I wanted to say yes, but I started to fear that I was going to be ripped off.


I wanted to say yes, but I started to fear that I was going to be ripped off. If I agreed to this and then Rachael welched on me, I didn't have any legal recourse -- I could hardly take her to court for withholding sexual services. If she did rip me off I _could_ just quit, but the good offer I would be turning down today in order to take Rachael's offer would be long gone, and I couldn't be sure there would be another. But as a freelance consultant, I was accustomedd to that kind of uncertainty, I reminded myself, and I realized that I was afraid of a lot more than being ripped off financially. I was afraid of the power Mary and Rachael would have over me if I gave in. While all this was going through my mind, Rachael patiently sat there and waited for me to answer. Finally, I said, "Well, Rachael, I'm inclined to accept, but ... but, well, I'm worried." "About what?" she asked calmly. "You can always quit if I don't keep my side of the bargain." "I know," I said, no longer able to refrain from laying my cards on the table. "But that's not really it. It's that ... well, that I'm afraid of being ... being ... well, being out of control and ... and, well, under your ... I mean, I'm afraid of the emotional aspects of this kind of arrangement," I hedged.
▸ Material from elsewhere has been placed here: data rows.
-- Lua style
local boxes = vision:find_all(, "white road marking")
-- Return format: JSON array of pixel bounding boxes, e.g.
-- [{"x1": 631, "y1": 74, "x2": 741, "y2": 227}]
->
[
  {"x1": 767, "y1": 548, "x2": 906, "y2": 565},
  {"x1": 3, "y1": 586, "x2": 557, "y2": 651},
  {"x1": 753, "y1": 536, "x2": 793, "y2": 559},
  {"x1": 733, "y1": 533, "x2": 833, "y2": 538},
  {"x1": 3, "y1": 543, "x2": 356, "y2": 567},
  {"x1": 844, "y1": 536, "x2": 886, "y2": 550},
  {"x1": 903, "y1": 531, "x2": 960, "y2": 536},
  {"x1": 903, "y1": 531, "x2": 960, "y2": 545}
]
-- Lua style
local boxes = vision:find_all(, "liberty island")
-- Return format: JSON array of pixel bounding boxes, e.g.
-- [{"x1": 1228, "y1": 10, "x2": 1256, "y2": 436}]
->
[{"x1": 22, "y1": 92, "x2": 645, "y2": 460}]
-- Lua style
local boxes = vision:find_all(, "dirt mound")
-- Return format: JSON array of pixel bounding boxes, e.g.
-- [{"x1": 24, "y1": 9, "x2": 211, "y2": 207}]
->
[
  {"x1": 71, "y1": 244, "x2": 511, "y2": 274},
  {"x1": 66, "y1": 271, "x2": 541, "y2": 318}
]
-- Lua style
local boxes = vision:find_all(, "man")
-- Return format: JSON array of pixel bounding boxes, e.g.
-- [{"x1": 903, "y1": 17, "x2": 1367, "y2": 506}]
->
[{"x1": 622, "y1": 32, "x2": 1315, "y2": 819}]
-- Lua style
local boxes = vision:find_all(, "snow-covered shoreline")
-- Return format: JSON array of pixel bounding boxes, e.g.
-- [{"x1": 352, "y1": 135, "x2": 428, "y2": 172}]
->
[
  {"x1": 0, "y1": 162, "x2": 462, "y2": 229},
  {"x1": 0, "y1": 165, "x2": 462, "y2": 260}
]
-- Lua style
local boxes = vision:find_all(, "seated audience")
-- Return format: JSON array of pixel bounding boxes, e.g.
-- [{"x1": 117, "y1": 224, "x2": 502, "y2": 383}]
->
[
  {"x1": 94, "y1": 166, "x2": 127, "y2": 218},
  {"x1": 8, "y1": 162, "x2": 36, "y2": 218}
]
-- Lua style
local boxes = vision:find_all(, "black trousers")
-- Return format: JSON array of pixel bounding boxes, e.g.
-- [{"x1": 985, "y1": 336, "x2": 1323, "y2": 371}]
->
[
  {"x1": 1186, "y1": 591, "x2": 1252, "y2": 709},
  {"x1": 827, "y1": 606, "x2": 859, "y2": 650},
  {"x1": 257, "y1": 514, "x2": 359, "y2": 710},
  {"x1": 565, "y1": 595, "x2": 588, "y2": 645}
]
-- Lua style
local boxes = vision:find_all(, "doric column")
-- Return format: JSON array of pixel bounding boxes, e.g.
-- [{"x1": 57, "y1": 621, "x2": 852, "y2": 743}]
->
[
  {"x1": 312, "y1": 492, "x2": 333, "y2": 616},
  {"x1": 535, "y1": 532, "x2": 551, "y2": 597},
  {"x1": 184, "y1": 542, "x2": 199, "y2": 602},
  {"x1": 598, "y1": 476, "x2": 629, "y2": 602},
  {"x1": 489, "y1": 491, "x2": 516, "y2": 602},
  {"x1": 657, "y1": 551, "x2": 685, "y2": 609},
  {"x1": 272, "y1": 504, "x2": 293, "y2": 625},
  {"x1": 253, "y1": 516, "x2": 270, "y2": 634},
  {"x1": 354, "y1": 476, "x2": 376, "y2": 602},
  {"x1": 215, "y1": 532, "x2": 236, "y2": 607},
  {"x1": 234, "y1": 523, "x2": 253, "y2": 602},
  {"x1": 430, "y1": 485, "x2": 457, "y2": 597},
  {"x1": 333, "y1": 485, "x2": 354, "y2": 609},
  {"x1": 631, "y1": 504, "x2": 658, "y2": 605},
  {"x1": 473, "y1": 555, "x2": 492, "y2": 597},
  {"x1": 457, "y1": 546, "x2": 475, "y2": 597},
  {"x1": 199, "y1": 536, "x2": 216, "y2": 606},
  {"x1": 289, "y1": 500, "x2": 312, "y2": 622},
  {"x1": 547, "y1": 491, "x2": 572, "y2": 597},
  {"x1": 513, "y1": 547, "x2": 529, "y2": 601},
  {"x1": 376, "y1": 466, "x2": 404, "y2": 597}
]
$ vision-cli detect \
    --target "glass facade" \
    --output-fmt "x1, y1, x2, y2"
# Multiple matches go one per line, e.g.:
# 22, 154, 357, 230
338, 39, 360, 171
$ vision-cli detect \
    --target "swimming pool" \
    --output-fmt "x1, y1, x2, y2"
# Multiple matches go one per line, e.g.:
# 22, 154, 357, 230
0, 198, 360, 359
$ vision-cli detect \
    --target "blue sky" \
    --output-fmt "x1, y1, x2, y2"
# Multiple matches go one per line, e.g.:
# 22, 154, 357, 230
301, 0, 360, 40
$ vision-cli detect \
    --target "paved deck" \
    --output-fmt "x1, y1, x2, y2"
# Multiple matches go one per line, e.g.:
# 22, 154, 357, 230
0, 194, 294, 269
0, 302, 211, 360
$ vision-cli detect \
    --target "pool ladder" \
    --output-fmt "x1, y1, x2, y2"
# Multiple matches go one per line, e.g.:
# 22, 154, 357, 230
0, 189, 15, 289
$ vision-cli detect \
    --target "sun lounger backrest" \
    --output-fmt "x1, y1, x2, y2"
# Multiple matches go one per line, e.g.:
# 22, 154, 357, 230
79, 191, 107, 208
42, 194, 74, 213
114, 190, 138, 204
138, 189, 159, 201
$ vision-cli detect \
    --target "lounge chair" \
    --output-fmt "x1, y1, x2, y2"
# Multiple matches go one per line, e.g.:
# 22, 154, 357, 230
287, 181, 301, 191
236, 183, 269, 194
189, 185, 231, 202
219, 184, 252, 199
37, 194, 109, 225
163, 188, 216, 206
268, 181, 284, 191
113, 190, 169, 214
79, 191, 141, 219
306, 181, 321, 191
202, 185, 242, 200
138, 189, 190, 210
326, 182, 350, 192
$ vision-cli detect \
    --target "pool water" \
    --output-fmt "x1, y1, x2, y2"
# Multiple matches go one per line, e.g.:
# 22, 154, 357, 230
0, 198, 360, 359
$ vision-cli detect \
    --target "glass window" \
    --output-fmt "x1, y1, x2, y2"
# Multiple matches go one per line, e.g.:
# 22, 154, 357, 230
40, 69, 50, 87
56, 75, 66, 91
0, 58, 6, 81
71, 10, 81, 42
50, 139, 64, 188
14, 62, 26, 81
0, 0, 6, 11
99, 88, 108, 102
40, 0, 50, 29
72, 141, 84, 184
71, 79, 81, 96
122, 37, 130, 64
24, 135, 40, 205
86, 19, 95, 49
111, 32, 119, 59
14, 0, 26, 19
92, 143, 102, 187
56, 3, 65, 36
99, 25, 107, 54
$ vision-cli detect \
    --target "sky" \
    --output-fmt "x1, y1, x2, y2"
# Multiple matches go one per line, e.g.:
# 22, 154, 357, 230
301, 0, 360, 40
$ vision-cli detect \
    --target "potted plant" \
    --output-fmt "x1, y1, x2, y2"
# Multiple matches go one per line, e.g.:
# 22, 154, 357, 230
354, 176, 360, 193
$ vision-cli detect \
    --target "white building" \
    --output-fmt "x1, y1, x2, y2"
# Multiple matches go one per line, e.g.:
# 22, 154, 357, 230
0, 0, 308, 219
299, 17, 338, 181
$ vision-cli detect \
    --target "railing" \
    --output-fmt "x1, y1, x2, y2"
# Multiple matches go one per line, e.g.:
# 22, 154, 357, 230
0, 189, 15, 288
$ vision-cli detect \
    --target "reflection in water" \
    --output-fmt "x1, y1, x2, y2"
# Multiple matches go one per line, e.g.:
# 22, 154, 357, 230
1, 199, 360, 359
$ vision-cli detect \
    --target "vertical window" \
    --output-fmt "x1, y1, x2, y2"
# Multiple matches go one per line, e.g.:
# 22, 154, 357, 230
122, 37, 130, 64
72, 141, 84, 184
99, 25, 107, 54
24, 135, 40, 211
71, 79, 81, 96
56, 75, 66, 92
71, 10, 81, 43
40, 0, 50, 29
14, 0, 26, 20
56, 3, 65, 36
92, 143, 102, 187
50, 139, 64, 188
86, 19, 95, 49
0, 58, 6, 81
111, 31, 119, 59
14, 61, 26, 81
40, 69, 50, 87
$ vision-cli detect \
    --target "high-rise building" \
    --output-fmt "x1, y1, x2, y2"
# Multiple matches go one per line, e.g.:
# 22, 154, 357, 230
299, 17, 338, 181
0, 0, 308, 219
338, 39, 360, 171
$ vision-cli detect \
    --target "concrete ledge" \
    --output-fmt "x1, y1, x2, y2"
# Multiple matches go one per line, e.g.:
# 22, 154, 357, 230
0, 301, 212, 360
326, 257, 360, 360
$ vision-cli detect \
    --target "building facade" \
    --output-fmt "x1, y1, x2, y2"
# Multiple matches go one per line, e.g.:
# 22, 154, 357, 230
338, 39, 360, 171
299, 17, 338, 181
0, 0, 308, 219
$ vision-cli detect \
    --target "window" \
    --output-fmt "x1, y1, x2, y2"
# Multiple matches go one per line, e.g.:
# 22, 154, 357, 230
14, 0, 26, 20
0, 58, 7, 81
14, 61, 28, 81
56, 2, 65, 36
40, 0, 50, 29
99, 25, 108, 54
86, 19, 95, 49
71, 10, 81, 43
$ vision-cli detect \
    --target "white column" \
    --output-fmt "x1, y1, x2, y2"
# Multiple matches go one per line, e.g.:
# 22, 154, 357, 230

She smiled to herself and nodded. "You almost said your afraid of being under my power, didn't you, Al?" she purred, her voice taking on a deep, husky, inviting aspect. "You're afraid of the sexual power I can have over you, right?" "Well ..." I sighed and then hesitated. Rachael was absolutely correct and I didn't know how to worm out of admitting that to her. "Yes," I finally conceded, "I'm afraid of ... of what you said." "Hmmmm ..." she said, nodding slowly as she stared deeply into my eyes. "You know what I think, Al?" she suddenly asked. "Uh, what's that?" "I think that you _want_ me to have sexual power over you.